How much volume can we safely drop?

So we measure the drop band: rank every held-out post by the model's score, pick a threshold that keeps X% of mini's flags above it, drop everything below, and measure what fell in the dropped tail.

At a 99%-recall operating point (keep 99% of mini's flags), we dropped 59% of mini-call volume, missing 0.36% of mini's flags, of which gpt-5 would have later confirmed 142 (0.44% of all confirmed threats), and only 2 of those high-severity.

It's a dial, so you can do your own thing. Want to be paranoid? At a 99.9% recall target you still drop ~46%. Want to be aggressive? 95% recall drops ~70%. The operating point is yours.
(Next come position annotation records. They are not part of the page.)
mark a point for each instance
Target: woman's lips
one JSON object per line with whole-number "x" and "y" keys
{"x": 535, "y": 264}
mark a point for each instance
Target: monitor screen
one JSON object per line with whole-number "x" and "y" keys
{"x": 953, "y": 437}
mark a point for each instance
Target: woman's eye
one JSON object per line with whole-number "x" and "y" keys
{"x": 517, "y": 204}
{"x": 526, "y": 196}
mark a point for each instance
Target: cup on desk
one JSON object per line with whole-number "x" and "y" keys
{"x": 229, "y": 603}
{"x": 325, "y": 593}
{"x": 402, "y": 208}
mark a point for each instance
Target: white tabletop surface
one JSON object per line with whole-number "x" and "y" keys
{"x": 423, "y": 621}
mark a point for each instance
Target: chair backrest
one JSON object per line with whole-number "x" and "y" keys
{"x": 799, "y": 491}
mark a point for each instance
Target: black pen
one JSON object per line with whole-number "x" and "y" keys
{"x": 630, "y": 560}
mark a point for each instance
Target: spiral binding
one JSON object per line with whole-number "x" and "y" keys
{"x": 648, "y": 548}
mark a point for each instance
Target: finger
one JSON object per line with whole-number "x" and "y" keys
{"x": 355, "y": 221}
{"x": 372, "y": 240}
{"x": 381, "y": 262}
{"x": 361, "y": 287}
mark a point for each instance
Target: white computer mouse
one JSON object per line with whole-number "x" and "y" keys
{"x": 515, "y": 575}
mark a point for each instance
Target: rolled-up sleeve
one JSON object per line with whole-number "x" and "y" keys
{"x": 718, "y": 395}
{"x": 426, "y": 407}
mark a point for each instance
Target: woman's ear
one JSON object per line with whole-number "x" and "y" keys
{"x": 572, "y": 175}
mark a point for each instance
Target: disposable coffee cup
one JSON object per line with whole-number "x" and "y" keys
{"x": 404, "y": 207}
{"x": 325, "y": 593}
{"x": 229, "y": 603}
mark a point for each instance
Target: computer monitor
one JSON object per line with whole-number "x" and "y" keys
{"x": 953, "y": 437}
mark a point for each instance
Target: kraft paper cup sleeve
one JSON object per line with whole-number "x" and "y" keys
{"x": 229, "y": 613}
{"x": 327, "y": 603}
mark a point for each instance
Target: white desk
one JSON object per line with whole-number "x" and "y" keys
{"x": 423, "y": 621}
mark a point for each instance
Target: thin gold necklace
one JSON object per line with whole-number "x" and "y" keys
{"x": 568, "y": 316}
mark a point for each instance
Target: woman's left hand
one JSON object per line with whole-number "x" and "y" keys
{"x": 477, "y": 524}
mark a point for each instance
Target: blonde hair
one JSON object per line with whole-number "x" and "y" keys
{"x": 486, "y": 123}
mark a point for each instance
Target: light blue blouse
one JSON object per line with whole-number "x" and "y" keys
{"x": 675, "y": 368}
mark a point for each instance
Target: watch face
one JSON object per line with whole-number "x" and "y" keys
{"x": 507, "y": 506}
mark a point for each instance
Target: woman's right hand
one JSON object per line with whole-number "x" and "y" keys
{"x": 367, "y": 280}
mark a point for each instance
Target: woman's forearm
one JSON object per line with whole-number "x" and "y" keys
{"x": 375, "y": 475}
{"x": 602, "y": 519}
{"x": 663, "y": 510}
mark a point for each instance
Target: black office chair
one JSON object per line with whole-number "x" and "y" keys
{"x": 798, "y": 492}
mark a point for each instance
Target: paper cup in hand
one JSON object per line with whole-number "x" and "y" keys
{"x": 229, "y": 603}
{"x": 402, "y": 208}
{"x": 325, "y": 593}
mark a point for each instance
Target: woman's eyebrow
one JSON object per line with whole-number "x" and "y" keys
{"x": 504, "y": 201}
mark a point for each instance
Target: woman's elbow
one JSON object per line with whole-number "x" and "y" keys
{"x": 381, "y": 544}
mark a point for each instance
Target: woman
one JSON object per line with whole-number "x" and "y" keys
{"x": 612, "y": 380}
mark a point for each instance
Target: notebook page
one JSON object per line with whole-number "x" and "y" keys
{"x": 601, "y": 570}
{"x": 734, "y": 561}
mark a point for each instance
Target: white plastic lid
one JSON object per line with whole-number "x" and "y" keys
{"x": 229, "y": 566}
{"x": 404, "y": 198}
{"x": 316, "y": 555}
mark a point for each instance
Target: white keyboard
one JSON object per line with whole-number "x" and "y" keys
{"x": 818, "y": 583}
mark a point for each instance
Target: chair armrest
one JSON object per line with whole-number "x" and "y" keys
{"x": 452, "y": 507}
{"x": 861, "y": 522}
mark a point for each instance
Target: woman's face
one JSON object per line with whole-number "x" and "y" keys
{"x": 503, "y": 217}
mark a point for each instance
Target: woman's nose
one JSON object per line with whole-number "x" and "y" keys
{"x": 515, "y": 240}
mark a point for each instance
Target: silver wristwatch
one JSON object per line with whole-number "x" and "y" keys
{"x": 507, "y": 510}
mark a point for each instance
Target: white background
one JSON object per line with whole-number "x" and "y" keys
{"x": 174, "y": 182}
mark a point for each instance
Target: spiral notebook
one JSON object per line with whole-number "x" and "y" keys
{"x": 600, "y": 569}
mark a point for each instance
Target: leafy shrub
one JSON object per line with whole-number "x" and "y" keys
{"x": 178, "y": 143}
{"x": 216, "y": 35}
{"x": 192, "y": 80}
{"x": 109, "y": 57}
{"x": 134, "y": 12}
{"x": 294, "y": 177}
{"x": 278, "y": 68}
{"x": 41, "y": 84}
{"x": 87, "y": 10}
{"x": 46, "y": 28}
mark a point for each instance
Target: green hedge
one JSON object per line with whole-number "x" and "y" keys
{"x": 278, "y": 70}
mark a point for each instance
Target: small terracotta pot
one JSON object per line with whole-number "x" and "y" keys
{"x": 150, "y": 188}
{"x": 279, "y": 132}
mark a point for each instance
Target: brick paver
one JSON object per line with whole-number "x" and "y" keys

A second win? : measure magnitude

The verifier has a ceiling though: mini flags a lot of low-grade stuff, so "reproduce mini" can only drop so much without missing things.

For that we prepared other lever: importance

So we trained a second small model: a regressor that predicts mini's importance (1–10). It hits a rank correlation (Spearman) of 0.63. It orders posts by magnitude in real agreement with mini. It compresses at the top (it's shy about predicting a 9), but for routing you only need the ranking, and that holds.

New possible lever: keep 95% of the genuinely-high-importance flagged posts and drop a further ~45% of the flagged volume. It's your decision. (we are still a bit shy about this one)

Objections

Every number above is fidelity to mini, not correctness. "99% recall" means we keep 99% of the flags mini recorded. Threats mini itself missed leave no trace in this data, so true recall is unmeasurable here. Measuring it needs a separate, deliberate gold-labeling pass on a raw-stream sample.

So, was it worth it?

For a first round, i'll take it. 50% of the triage calls gone if we decide so.

What I like most, though, is that it forced us to look deep into our own infrastructure. With that new look we can shape it better for the next iteration, and for more ambitious projects down the line.